Turn Big Into Small

Searles Park, Rockford, IL

The official distance for a high school cross country race in the state of Illinois is 3 miles. The best guys in the state will run close to 14 minutes, with many others running closer to 20 minutes or even longer. So needless to say, this is a long race. If I’m remembering correctly, my fastest high school time was 15:01. I won’t say I hated running a race that took 15 minutes of my time, but I wasn’t comfortable running that distance. I was a middle distance runner on the track, so I was more comfortable running all out for two minutes or less. It hurt a lot, but at least it was over quickly. It should be no surprise that I wasn’t happy when I had to move up to running 10 kilometers (6.2 miles) for cross country races in college.

Despite the uncomfortable distances I had to run in cross country, I wanted to be good. I wanted to win every race that I ran and I did everything I could to do that. I guess I was smarter than I remember at the age of 15 because I developed a strategy to get through those longer races with the best possible result. I know I wasn’t alone with this strategy and I’m sure many coaches actually taught their athletes to use it, but I thought it was worth sharing because it relates to really any seemingly big task we decide to take on in life.

Cross country courses were usually on golf courses, in city parks, in forest preserves, or on some random piece of land that had decent footing. The courses were marked off with flags and spray paint so they could be easily navigated.

We would usually take a bus to run the course we were to compete on the day before we were to run the meet. This gave us an opportunity to become familiar with the course. This helped us 1) to get familiar with the course so we wouldn’t get lost and 2) to mentally prepare for the race. I used it as an opportunity to break the course up into smaller pieces that would allow me to make the task of running a race for 15 minutes easier.

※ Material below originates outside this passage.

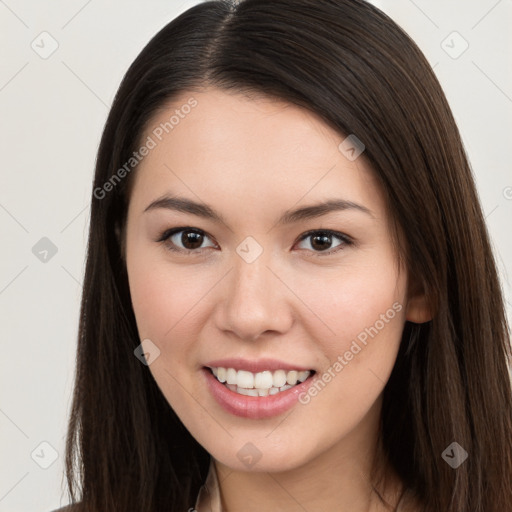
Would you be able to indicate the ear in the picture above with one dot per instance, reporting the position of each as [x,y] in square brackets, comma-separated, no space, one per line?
[120,236]
[418,310]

We used to run a course in Rockford at Searles Park (above). The race started in a big open field and ran a little bit downhill into a smaller opening that went past a pavilion and then into another open area that included a dog park. It ran slightly uphill next to the road you would access the park on and around small baseball fields and then back into the open space we started on. We did the loop twice and finished in the big open field we started in. This was the three mile course.

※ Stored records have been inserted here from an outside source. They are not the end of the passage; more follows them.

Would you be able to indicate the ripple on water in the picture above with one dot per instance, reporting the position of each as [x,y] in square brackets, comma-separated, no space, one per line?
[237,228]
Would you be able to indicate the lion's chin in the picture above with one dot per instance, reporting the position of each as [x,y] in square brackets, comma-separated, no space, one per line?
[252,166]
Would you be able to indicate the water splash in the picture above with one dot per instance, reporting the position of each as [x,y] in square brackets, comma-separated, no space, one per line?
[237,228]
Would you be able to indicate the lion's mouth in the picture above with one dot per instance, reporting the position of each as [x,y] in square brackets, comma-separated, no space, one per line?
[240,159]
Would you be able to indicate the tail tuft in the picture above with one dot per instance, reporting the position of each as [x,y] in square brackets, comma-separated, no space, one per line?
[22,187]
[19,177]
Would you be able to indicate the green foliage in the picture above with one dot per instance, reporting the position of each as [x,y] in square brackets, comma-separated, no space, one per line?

It seems daunting to me thinking about it now, but it seems less daunting if I break it into pieces. I used to think about it like this:

  • The first mile is easy, we start downhill, there will be a lot of adrenaline, and I’ll be close to other participants and that will motivate me. No need to worry about the first mile. In fact, the goal is to not run too fast.
  • The second mile starts near the baseball diamonds and there is a short downhill to get back into the big open area and then another short downhill where we started the race. So make it through the first mile and you’ll get a little bit of downhill running which will get you close to the 2 mile mark
  • The 2 mile mark is where things get a little bit tricky. I’ll pass the dog park and will have a slight uphill back to the baseball diamonds. This is the real race, the 2 mile mark to the 2.5 mile mark. I need to focus on that part and run strong through that. If I can make it to the 2.5 mile mark with great confidence and in good position, the last half mile will be easy.
  • I get a small downhill at the 2.5 mile mark. And then I run around the trees and turn the corner towards the finish. Once I hit the corner it is slightly downhill, I can see the finish so I’ll be motivated, and there will be a significant amount of spectators, which gives me my chance to shine. The situation will motivate me to sprint as hard as I can all the way to the finish

I used this strategy with all of my races, whether they were a half mile or 6.2 miles. And it really helped to make a large daunting task seem a lot smaller. I think this strategy can be applied to anything we decide to do in life. There is a reason you’ve had “clean the garage” on your to-do list for six months. It’s most likely that you open the door, flip the light on, take one look at the garage, and sigh. Because the task seems to big. What you could do instead is cut the garage into 6 different corridors. And say “today I’m going to spend 30 minutes working in corridor #1.” That turns something big into something small. And if you do that enough times, eventually you’ll have a clean garage.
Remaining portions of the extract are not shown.